With misinformation and panic spreading across social media, particularly about anything involving sexuality, it was good to see a legislative committee react cautiously to a proposal seeking to ban doctor-prescribed treatments involving today’s hot-button issue, sexual dysphoria.
Measures like House Bill 648 by Rep. Gabe Firment, R-Pollock, are common enough in many Republican-controlled legislatures around the country. What is not common, at least here in Louisiana, is the “sexual transition” therapies that Ferment’s bill targeted.
The bill passed through the House but was rejected in committee after the Senate Health and Welfare Committee heard from actual experts on the issue.
Drastic sex-change operations are not common at all in Louisiana, and the widespread fear that minors would be subject to irreversible surgeries are false, witnesses testified. Medicaid insurance doesn’t pay for them, and the Louisiana Department of Health found none on its rolls in recent years.
Reversing the often-passionate calls for more parental controls over their children's lives, Firment’s bill conjured up a dysphoria of state-sanctioned terror.
“This bill is about protecting innocent children,” Firment said. “No one in Louisiana has the right to harm a child.”

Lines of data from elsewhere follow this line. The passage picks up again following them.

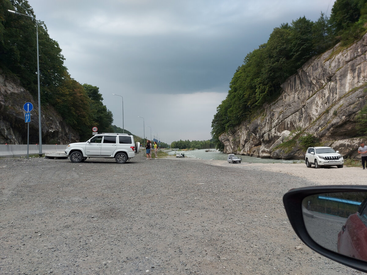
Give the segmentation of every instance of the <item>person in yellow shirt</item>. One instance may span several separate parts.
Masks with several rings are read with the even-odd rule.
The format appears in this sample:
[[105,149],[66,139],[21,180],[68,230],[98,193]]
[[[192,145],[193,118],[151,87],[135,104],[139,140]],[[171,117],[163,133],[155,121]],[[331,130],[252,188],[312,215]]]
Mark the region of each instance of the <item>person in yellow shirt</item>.
[[158,158],[158,157],[157,157],[157,142],[156,141],[154,142],[154,145],[153,145],[153,146],[154,147],[154,153],[155,153],[156,159]]

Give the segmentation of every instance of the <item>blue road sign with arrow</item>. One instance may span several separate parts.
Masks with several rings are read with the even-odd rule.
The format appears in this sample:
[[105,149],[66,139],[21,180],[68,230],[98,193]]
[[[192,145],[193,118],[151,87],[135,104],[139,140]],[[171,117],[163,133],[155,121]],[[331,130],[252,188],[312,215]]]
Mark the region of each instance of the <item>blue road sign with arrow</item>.
[[30,122],[30,113],[26,113],[24,114],[24,116],[25,118],[26,123],[27,122]]
[[30,112],[33,110],[33,104],[30,102],[26,102],[23,106],[23,109],[27,113]]

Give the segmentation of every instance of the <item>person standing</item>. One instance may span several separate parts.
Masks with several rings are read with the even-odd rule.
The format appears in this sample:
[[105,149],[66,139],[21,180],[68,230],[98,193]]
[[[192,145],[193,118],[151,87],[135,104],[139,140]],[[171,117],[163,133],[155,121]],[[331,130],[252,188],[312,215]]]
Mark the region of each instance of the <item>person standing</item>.
[[149,159],[152,159],[152,152],[153,149],[153,146],[152,145],[152,142],[149,140],[149,142],[150,143],[150,153],[149,154]]
[[146,141],[146,145],[145,146],[145,149],[146,150],[146,160],[150,159],[150,141],[149,139]]
[[367,163],[367,146],[364,146],[364,143],[361,143],[361,147],[358,148],[358,154],[361,154],[362,158],[362,167],[364,169],[364,162]]
[[154,153],[156,154],[156,160],[157,158],[158,158],[157,157],[158,155],[157,154],[157,147],[158,146],[157,146],[156,141],[154,142],[154,145],[153,146],[154,146]]

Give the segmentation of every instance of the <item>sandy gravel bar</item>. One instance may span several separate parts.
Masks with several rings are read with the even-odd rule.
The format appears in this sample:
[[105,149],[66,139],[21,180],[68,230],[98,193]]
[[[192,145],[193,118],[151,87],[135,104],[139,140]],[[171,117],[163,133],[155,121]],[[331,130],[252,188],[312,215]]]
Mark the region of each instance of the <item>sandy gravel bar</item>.
[[361,274],[302,243],[282,198],[362,183],[366,171],[141,153],[123,165],[0,158],[0,274]]

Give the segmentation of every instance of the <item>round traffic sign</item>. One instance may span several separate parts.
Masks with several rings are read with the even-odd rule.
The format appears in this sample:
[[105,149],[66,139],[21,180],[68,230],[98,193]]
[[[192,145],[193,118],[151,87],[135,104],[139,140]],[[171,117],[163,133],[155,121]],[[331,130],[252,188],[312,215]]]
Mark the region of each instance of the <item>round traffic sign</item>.
[[27,113],[29,113],[33,110],[33,104],[30,102],[26,102],[23,106],[23,109]]

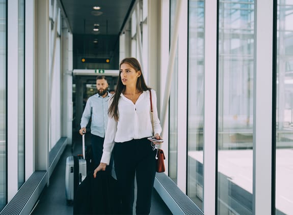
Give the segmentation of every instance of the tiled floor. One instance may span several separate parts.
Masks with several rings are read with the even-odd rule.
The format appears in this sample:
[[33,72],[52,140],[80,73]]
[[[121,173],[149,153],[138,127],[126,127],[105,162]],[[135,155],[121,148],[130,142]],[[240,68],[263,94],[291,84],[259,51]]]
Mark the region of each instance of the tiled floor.
[[[90,135],[86,137],[86,145],[89,143]],[[82,138],[78,135],[73,140],[73,155],[82,153]],[[72,214],[73,206],[67,205],[65,197],[65,167],[68,156],[72,155],[71,147],[68,146],[61,156],[50,179],[50,184],[45,188],[39,201],[32,214]],[[135,213],[134,212],[134,214]],[[164,201],[154,189],[151,214],[171,214]]]

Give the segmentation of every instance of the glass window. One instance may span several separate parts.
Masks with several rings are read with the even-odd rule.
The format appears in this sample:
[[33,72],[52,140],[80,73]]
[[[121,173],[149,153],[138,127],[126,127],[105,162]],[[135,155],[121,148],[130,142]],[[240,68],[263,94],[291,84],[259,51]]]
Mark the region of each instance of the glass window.
[[190,0],[188,195],[203,210],[204,2]]
[[[176,1],[170,1],[170,35],[172,38],[174,23]],[[169,100],[169,176],[177,183],[177,115],[178,115],[178,49],[174,64],[174,72]],[[168,83],[167,83],[168,84]]]
[[253,0],[219,1],[219,214],[252,213],[254,11]]
[[24,0],[18,0],[18,188],[24,182]]
[[6,1],[0,0],[0,210],[6,204]]
[[275,213],[289,214],[293,211],[293,0],[278,0],[277,11]]

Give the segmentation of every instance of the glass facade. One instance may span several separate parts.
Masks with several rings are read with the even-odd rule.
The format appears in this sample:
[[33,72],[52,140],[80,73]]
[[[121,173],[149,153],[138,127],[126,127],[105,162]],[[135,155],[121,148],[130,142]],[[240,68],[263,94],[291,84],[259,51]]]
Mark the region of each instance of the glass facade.
[[[176,1],[170,1],[170,31],[173,32],[174,23]],[[170,37],[172,38],[170,33]],[[177,183],[177,137],[178,137],[178,49],[174,64],[174,71],[171,83],[171,89],[169,100],[169,176],[175,182]]]
[[6,203],[6,8],[0,0],[0,210]]
[[24,182],[24,0],[18,0],[18,188]]
[[187,193],[203,210],[204,2],[189,2]]
[[278,0],[276,214],[293,211],[293,1]]
[[220,1],[217,214],[252,214],[254,2]]

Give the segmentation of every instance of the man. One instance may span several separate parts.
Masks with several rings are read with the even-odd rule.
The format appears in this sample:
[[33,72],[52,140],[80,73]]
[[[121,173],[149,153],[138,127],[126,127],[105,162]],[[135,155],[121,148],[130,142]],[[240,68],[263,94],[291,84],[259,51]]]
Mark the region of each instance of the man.
[[[88,99],[81,122],[79,134],[86,132],[87,125],[91,118],[91,144],[94,162],[96,166],[100,164],[103,153],[103,144],[108,121],[108,103],[112,94],[108,91],[108,83],[105,76],[99,76],[96,78],[98,93]],[[111,172],[112,163],[107,167]]]

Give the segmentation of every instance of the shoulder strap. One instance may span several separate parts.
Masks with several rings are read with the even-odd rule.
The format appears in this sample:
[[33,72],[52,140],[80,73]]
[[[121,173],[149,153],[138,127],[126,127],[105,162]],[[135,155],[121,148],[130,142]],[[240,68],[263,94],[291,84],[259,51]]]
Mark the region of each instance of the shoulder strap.
[[149,89],[149,99],[150,102],[150,116],[151,116],[151,127],[152,129],[152,136],[154,135],[154,130],[153,130],[153,110],[152,109],[152,101],[151,98],[151,89]]

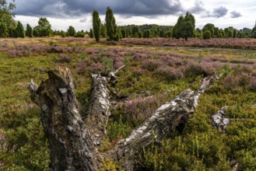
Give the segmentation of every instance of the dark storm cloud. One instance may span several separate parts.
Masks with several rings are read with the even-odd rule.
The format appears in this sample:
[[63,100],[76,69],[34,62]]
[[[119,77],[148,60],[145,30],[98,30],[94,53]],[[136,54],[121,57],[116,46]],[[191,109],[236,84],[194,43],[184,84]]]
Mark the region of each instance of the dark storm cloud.
[[228,9],[226,7],[220,6],[213,9],[212,16],[216,18],[224,16],[227,13],[227,11]]
[[23,16],[75,17],[95,9],[104,14],[110,6],[115,14],[157,16],[184,12],[180,0],[16,0],[16,13]]
[[220,18],[225,16],[229,10],[223,6],[213,9],[212,12],[207,12],[206,15],[202,15],[202,17],[215,17]]
[[238,12],[233,11],[230,12],[230,16],[231,16],[231,18],[235,19],[235,18],[239,18],[239,17],[242,16],[242,15]]
[[205,11],[205,9],[202,1],[195,1],[195,5],[189,9],[189,12],[192,14],[198,14],[203,11]]

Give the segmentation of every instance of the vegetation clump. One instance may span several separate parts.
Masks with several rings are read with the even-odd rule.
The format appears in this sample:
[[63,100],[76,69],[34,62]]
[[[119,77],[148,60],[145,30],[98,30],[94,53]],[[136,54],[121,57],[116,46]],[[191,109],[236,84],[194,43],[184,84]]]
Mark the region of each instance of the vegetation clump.
[[211,32],[209,30],[205,30],[202,34],[203,39],[210,39],[211,38]]

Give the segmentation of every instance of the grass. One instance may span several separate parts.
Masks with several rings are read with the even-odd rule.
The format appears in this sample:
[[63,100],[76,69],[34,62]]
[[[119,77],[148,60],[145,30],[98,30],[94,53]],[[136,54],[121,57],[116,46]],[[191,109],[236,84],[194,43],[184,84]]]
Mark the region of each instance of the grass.
[[[195,40],[203,48],[195,47],[191,41],[180,47],[184,42],[168,40],[124,39],[117,45],[107,45],[105,40],[96,44],[89,38],[0,40],[0,137],[4,138],[0,138],[0,163],[3,163],[0,169],[47,169],[47,142],[40,124],[40,110],[29,97],[30,79],[40,84],[49,69],[58,65],[69,68],[82,115],[88,107],[89,73],[106,72],[112,67],[110,61],[114,61],[115,68],[124,64],[126,67],[118,73],[113,89],[128,99],[112,110],[109,140],[101,152],[128,136],[161,104],[185,89],[197,89],[201,78],[217,72],[223,74],[222,79],[200,97],[196,113],[184,132],[174,132],[160,148],[153,145],[144,149],[138,167],[231,170],[230,162],[237,159],[240,169],[256,169],[256,108],[253,107],[256,54],[250,50],[254,48],[255,40],[243,40],[244,50],[243,47],[234,49],[232,44],[237,40]],[[222,40],[225,44],[220,44]],[[163,47],[163,44],[172,47]],[[210,117],[226,105],[230,106],[228,117],[250,120],[232,122],[223,134],[211,126]]]

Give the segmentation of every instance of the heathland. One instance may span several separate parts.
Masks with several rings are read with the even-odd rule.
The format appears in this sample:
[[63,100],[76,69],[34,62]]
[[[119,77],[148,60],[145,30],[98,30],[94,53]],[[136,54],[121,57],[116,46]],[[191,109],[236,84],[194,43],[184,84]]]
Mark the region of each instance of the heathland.
[[[236,38],[5,38],[0,40],[0,169],[45,170],[47,141],[40,109],[30,100],[28,83],[40,83],[58,66],[70,68],[82,115],[89,103],[90,74],[122,65],[113,91],[124,99],[111,109],[104,153],[127,138],[162,104],[183,90],[198,89],[203,77],[220,79],[202,95],[182,130],[161,145],[144,149],[138,168],[149,170],[256,169],[256,40]],[[211,117],[226,106],[231,124],[225,131]],[[106,169],[117,169],[107,161]]]

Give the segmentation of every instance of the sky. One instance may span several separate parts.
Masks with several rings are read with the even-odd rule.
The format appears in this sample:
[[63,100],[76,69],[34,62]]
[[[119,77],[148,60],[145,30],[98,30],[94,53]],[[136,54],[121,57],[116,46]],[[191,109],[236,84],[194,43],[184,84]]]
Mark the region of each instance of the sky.
[[102,23],[107,6],[118,26],[158,24],[174,26],[179,16],[188,11],[195,26],[207,23],[219,28],[253,28],[256,20],[255,0],[16,0],[16,20],[36,26],[40,17],[47,17],[53,30],[76,30],[92,28],[92,12],[97,10]]

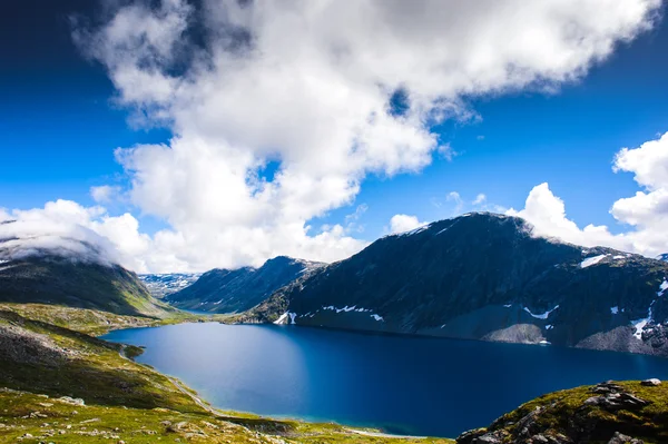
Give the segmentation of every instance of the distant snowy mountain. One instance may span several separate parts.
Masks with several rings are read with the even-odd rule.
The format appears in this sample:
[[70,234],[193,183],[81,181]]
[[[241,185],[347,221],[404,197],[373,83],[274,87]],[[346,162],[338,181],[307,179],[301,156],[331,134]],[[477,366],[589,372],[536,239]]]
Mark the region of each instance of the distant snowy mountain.
[[[99,245],[38,233],[24,238],[0,223],[0,302],[94,308],[121,315],[163,316],[137,275],[111,262]],[[4,237],[3,237],[4,236]]]
[[468,214],[386,236],[240,319],[668,356],[668,264]]
[[191,286],[166,297],[185,309],[240,313],[264,302],[278,288],[320,269],[325,264],[278,256],[262,267],[215,268]]
[[167,273],[160,275],[139,275],[151,295],[163,298],[190,286],[202,273]]

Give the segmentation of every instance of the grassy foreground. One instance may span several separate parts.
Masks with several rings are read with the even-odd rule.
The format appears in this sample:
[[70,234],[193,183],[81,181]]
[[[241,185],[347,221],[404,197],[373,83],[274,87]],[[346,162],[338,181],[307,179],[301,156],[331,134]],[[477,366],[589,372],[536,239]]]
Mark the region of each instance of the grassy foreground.
[[195,315],[169,312],[161,317],[117,315],[89,308],[72,308],[47,304],[0,303],[0,310],[13,312],[22,317],[41,320],[75,332],[100,336],[114,329],[156,327],[159,325],[193,322],[227,322],[229,315]]
[[452,442],[217,412],[178,381],[125,357],[137,347],[87,334],[179,320],[1,305],[0,443]]

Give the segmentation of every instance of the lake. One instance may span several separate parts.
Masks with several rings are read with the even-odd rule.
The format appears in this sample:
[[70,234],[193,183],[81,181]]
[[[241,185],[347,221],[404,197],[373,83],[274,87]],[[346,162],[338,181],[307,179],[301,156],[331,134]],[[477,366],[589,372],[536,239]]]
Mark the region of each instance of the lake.
[[455,437],[543,393],[668,378],[668,359],[551,346],[275,325],[180,324],[111,332],[140,363],[216,407]]

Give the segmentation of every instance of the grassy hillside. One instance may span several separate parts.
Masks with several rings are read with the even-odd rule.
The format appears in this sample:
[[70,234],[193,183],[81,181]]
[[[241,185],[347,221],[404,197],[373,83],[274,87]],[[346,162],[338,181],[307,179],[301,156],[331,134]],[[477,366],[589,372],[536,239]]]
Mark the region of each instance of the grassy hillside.
[[[451,442],[220,413],[178,381],[125,357],[141,353],[137,347],[107,343],[18,313],[40,317],[53,313],[52,306],[41,312],[10,308],[0,307],[0,443]],[[81,329],[90,329],[99,319],[115,320],[105,318],[108,314],[75,316],[71,310],[76,309],[65,309],[60,316],[69,314]]]
[[[610,441],[613,438],[618,441]],[[668,384],[610,382],[551,393],[501,416],[488,428],[461,435],[456,442],[666,443]]]
[[39,256],[2,263],[0,302],[94,308],[121,315],[165,316],[170,308],[118,265]]
[[179,310],[169,312],[166,316],[156,318],[116,315],[96,309],[47,304],[0,303],[0,310],[13,312],[27,319],[40,320],[91,336],[100,336],[110,330],[121,328],[156,327],[158,325],[204,320],[226,322],[229,318],[226,315],[195,315]]

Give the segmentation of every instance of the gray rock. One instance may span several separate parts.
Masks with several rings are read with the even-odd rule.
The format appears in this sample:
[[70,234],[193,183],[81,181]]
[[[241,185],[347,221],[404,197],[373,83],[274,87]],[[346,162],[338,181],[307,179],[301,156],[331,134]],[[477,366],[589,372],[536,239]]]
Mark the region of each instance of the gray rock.
[[636,440],[633,437],[622,435],[619,432],[615,432],[615,435],[608,441],[608,444],[645,444],[642,440]]

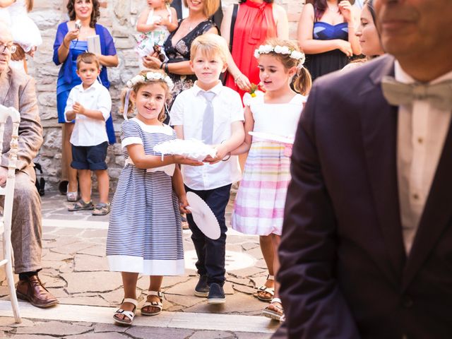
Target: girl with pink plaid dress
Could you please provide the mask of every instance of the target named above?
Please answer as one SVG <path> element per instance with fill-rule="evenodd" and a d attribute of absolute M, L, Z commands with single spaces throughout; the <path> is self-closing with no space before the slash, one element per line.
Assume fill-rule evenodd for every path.
<path fill-rule="evenodd" d="M 282 228 L 284 206 L 290 181 L 290 153 L 298 120 L 311 88 L 311 76 L 303 67 L 304 54 L 296 43 L 270 40 L 254 53 L 258 59 L 261 83 L 265 94 L 244 96 L 245 141 L 232 154 L 249 150 L 243 179 L 231 218 L 232 228 L 260 236 L 268 275 L 259 287 L 259 299 L 270 302 L 263 314 L 284 319 L 274 275 L 279 269 L 277 249 Z M 251 132 L 253 136 L 249 134 Z"/>

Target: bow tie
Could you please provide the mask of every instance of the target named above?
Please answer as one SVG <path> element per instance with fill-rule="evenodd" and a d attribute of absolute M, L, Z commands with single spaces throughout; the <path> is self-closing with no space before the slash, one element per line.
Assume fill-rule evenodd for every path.
<path fill-rule="evenodd" d="M 381 89 L 383 95 L 393 106 L 410 105 L 414 100 L 426 100 L 439 109 L 452 110 L 452 80 L 424 85 L 403 83 L 392 76 L 384 76 L 381 80 Z"/>

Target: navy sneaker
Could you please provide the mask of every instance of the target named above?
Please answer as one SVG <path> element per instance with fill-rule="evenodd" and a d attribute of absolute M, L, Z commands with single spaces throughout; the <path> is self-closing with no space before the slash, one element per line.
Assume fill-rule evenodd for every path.
<path fill-rule="evenodd" d="M 209 288 L 209 295 L 207 297 L 208 304 L 224 304 L 226 302 L 223 287 L 215 282 L 212 282 Z"/>
<path fill-rule="evenodd" d="M 195 295 L 196 297 L 206 297 L 209 295 L 209 286 L 207 285 L 207 275 L 200 275 L 198 284 L 195 287 Z"/>

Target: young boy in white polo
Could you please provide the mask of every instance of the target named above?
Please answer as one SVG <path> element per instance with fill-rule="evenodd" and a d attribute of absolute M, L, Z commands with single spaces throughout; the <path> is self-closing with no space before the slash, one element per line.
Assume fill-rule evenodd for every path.
<path fill-rule="evenodd" d="M 105 121 L 110 116 L 112 98 L 108 90 L 97 81 L 100 73 L 100 64 L 95 54 L 85 52 L 78 56 L 77 74 L 82 83 L 71 90 L 64 112 L 67 122 L 76 119 L 71 136 L 71 167 L 77 170 L 81 194 L 81 198 L 68 210 L 93 210 L 93 215 L 105 215 L 110 211 Z M 100 196 L 95 206 L 91 201 L 91 171 L 97 177 Z"/>
<path fill-rule="evenodd" d="M 176 97 L 170 114 L 170 124 L 178 138 L 201 140 L 217 150 L 215 159 L 205 160 L 210 164 L 182 166 L 182 176 L 186 191 L 201 196 L 220 224 L 221 235 L 213 240 L 187 215 L 200 275 L 195 295 L 208 297 L 209 304 L 220 304 L 225 301 L 222 288 L 227 230 L 225 211 L 231 184 L 241 178 L 238 158 L 231 156 L 230 152 L 244 139 L 243 106 L 239 94 L 223 86 L 219 80 L 227 67 L 225 40 L 214 34 L 204 34 L 195 39 L 190 52 L 190 66 L 198 80 Z"/>

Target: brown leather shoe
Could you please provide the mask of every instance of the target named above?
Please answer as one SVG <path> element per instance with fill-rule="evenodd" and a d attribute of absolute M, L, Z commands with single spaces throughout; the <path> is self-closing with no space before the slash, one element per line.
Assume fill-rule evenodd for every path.
<path fill-rule="evenodd" d="M 46 308 L 58 304 L 56 298 L 42 286 L 37 275 L 19 280 L 16 286 L 16 294 L 18 298 L 26 300 L 36 307 Z"/>

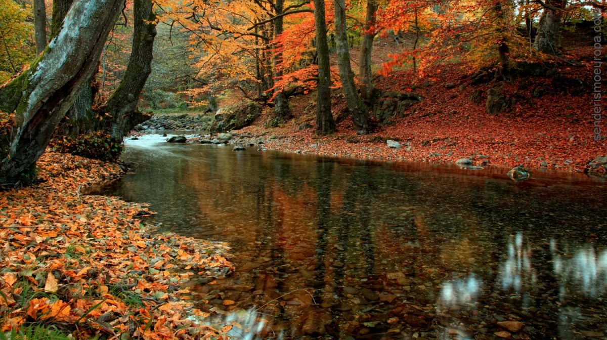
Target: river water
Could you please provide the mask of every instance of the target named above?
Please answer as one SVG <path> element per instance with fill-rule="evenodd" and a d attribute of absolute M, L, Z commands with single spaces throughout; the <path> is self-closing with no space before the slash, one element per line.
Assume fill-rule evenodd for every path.
<path fill-rule="evenodd" d="M 607 339 L 600 179 L 165 139 L 127 141 L 134 173 L 97 193 L 230 243 L 235 273 L 188 288 L 236 338 Z"/>

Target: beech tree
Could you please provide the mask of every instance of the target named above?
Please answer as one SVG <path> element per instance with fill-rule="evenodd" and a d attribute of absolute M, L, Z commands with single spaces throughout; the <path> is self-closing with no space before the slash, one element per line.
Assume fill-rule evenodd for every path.
<path fill-rule="evenodd" d="M 124 3 L 75 0 L 42 53 L 0 88 L 0 111 L 13 115 L 0 132 L 0 185 L 33 179 L 36 160 L 97 68 Z"/>
<path fill-rule="evenodd" d="M 46 7 L 44 0 L 34 0 L 33 7 L 36 53 L 40 54 L 46 47 Z"/>
<path fill-rule="evenodd" d="M 348 47 L 348 32 L 345 21 L 344 0 L 334 0 L 335 4 L 335 40 L 337 42 L 337 63 L 339 66 L 339 78 L 348 105 L 348 110 L 359 134 L 368 132 L 368 114 L 361 96 L 358 95 L 354 83 L 354 73 L 350 61 Z"/>
<path fill-rule="evenodd" d="M 152 72 L 152 50 L 156 36 L 156 16 L 152 0 L 134 1 L 133 44 L 124 76 L 109 99 L 98 112 L 109 115 L 106 129 L 112 138 L 123 137 L 150 117 L 137 110 L 139 95 Z"/>
<path fill-rule="evenodd" d="M 331 113 L 331 64 L 329 47 L 327 44 L 327 23 L 325 1 L 314 0 L 316 50 L 318 53 L 318 88 L 316 97 L 316 132 L 326 135 L 335 131 L 335 120 Z"/>

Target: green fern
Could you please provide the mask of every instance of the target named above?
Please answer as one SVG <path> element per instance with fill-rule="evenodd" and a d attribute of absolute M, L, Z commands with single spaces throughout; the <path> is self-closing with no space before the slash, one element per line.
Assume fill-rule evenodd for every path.
<path fill-rule="evenodd" d="M 0 340 L 66 340 L 69 338 L 54 327 L 23 325 L 10 332 L 0 332 Z"/>

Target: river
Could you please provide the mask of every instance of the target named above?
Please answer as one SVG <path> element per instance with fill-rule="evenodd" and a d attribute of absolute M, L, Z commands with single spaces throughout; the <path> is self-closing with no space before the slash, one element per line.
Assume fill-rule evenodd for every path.
<path fill-rule="evenodd" d="M 95 193 L 230 243 L 236 271 L 188 288 L 237 338 L 607 338 L 605 181 L 164 139 Z"/>

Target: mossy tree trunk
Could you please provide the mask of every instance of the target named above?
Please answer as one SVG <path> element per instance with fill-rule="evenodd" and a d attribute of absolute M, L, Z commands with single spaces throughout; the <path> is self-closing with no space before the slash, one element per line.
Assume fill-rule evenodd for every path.
<path fill-rule="evenodd" d="M 316 132 L 326 135 L 335 131 L 335 120 L 331 114 L 331 66 L 327 44 L 327 24 L 324 0 L 314 0 L 314 19 L 318 55 L 318 87 L 316 98 Z"/>
<path fill-rule="evenodd" d="M 282 14 L 283 8 L 283 0 L 276 0 L 274 3 L 274 8 L 277 16 Z M 279 39 L 283 32 L 283 17 L 279 16 L 274 21 L 274 38 Z M 282 77 L 282 52 L 280 52 L 280 46 L 276 46 L 277 52 L 274 58 L 274 76 L 277 81 Z M 282 124 L 288 119 L 291 118 L 291 107 L 289 107 L 289 101 L 283 92 L 283 89 L 276 89 L 276 94 L 274 97 L 274 117 L 268 122 L 268 126 L 275 127 Z"/>
<path fill-rule="evenodd" d="M 20 75 L 0 88 L 15 124 L 0 133 L 0 185 L 33 179 L 36 161 L 97 67 L 124 0 L 76 0 L 59 33 Z"/>
<path fill-rule="evenodd" d="M 376 0 L 367 0 L 367 11 L 362 39 L 361 41 L 361 53 L 359 59 L 359 76 L 361 78 L 361 95 L 366 101 L 373 98 L 373 81 L 371 72 L 371 51 L 373 47 L 375 34 L 369 30 L 375 24 L 375 13 L 378 10 Z"/>
<path fill-rule="evenodd" d="M 348 33 L 345 21 L 345 2 L 344 0 L 335 2 L 335 40 L 337 46 L 337 64 L 342 88 L 348 104 L 348 110 L 359 134 L 366 134 L 369 130 L 369 116 L 367 107 L 361 96 L 358 95 L 356 85 L 354 83 L 354 72 L 350 60 L 348 47 Z"/>
<path fill-rule="evenodd" d="M 533 47 L 541 52 L 558 55 L 560 52 L 557 49 L 557 40 L 565 3 L 561 0 L 548 1 L 543 6 L 544 13 L 538 23 Z"/>
<path fill-rule="evenodd" d="M 152 50 L 156 36 L 156 16 L 152 0 L 134 0 L 133 44 L 124 76 L 107 101 L 98 110 L 109 115 L 105 129 L 116 141 L 122 141 L 137 124 L 149 119 L 137 110 L 139 95 L 152 72 Z"/>
<path fill-rule="evenodd" d="M 46 47 L 46 7 L 44 0 L 34 0 L 34 40 L 36 54 L 39 55 Z"/>

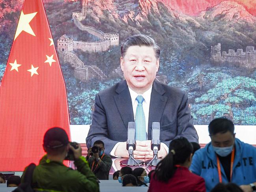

Again and again, if people in society don’t behave the way deeply conservative Republican activists think they should, legislation appears to be required. But the facts from experts suggest that limited gender-affirming care with drugs might, with supervision of parents and doctors, be right for some under age 18.
And although it was a close vote, 5-4, senators agreed with factual testimony. That’s what committees ought to do.
The vote on this bill should not have been a close call at all.